Diseñan herramienta para calcular huella de carbono por consumo de carne

Hanna Pamula, estudiante de doctorado en la Universidad de Ciencia y Tecnología de AGH, desarrolló una herramienta que calcula la huella de carbono de su comida a través del conteo de las emisiones de dióxido de carbono, el uso de la tierra, la contaminación del agua y el aire.
El Proyecto de Calculadora Omni está dirigido por un pequeño equipo de científicos en Polonia que han desarrollado “gadgets” para ayudar a las personas a resolver todo, desde la grasa corporal hasta el costo del Brexit.
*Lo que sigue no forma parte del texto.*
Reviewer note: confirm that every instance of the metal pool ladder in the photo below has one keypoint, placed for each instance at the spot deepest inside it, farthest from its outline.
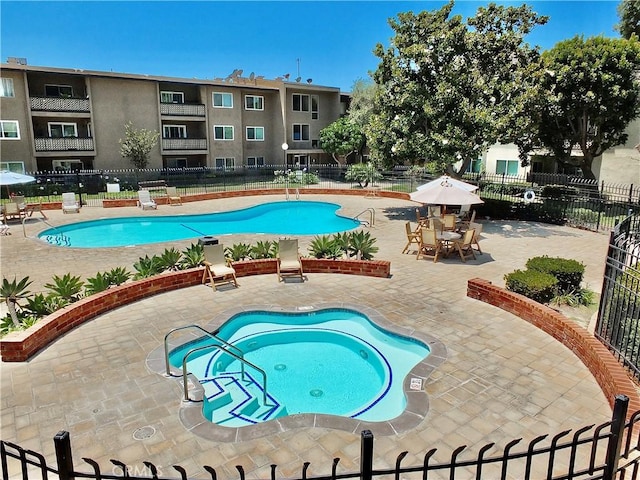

Esta calculadora de huella de carne es la más reciente novedad.

Utilizando datos de más de mil 500 estudios en 120 países sobre agricultura animal, la herramienta analiza las emisiones de dióxido de carbono, el uso de la tierra, la contaminación del agua y el aire.

Incluso los factores descuidados con frecuencia, como la eutrofización, causados por demasiados nutrientes en el suelo, se tomaron en cuenta para sus cálculos, y aunque los resultados varían según el lugar donde se produjo la carne, la herramienta los promedia para brindar los números más precisos.

Una porción, según el proyecto, es de 85 gramos. Hay cinco fuentes diferentes de proteínas animales comunes que puede elegir: cordero, pescado, cerdo, ternera y pollo.

Uno de los resultados más reveladores de los datos que utilizó el equipo fue que incluso el producto animal de menor impacto excede el impacto del sustituto vegetal promedio en una cantidad significativa.

Pamula y el equipo de la calculadora Omni creen que proporcionar información sobre la huella de carbono individual alentará a las personas a tomar decisiones ecológicas. “Intentamos crear herramientas atractivas que tengan valor educativo, y las calculadoras ecológicas deberían ser tan fáciles de usar y de entender como sea posible”.

Gracias a eso, las personas comienzan a usar las herramientas y son cada vez más conscientes de los problemas ambientales; la calculadora no solo quiere mejorar la salud del planeta, sino también la tuya, dijo Pamula. “El cambio de dieta puede ser benéfico para su salud”.

Sugiere que entre menos carne coma, más alcanzará las legumbres y semillas ricas en proteínas, lo que puede reducir los riesgos de enfermedades cardíacas, presión arterial alta, accidente cerebrovascular y diabetes tipo 2.

Dejando a un lado los beneficios ambientales, un número creciente de personas está adoptando estos pequeños cambios en la dieta por su propia salud individual.

La cantidad de carne que se consume en todo el mundo se ha cuadruplicado en el último medio siglo a aproximadamente 320 millones de toneladas cada año, lo cual equivale a más de 950 millones de vacas.

Si todos adoptamos la dieta estadounidense promedio, necesitaríamos más de un planeta para proporcionar la cantidad de tierra necesaria para crear tanta carne. Pamula sugiere que cambiar a una dieta vegana podría reducir este uso de la tierra hasta en un 75 por ciento.

Sin embargo, reconoce que una dieta basada en plantas no es para todos, pero los cambios simples, como unos días sin carne a la semana, podrían tener un gran impacto con comidas que podrían llamarse “respetuosas con el planeta”.

Cualquier aumento en su consumo de verduras es beneficioso y adoptar una dieta flexitaria, por ejemplo, podría proporcionar la respuesta para evitar la montaña dañina de carne que se consume en Occidente.

Mantenerse alejado de los productos animales puede ser la mejor manera de reducir su huella de carbono. El Panel Intergubernamental sobre el Cambio Climático (IPCC) de la ONU sugiere que el alto consumo de carne y lácteos alimenta el calentamiento global e insta a aquellos que buscan reducir su impacto ambiental a reducir la carne, la leche, el queso y la mantequilla.

Se trata más de tener un momento de reflexión que de empujar a las personas a transformar por completo su forma de vida. “Nos gustaría animar a todos a reducir la carne, no volverse veganos hoy”, explica Pamula.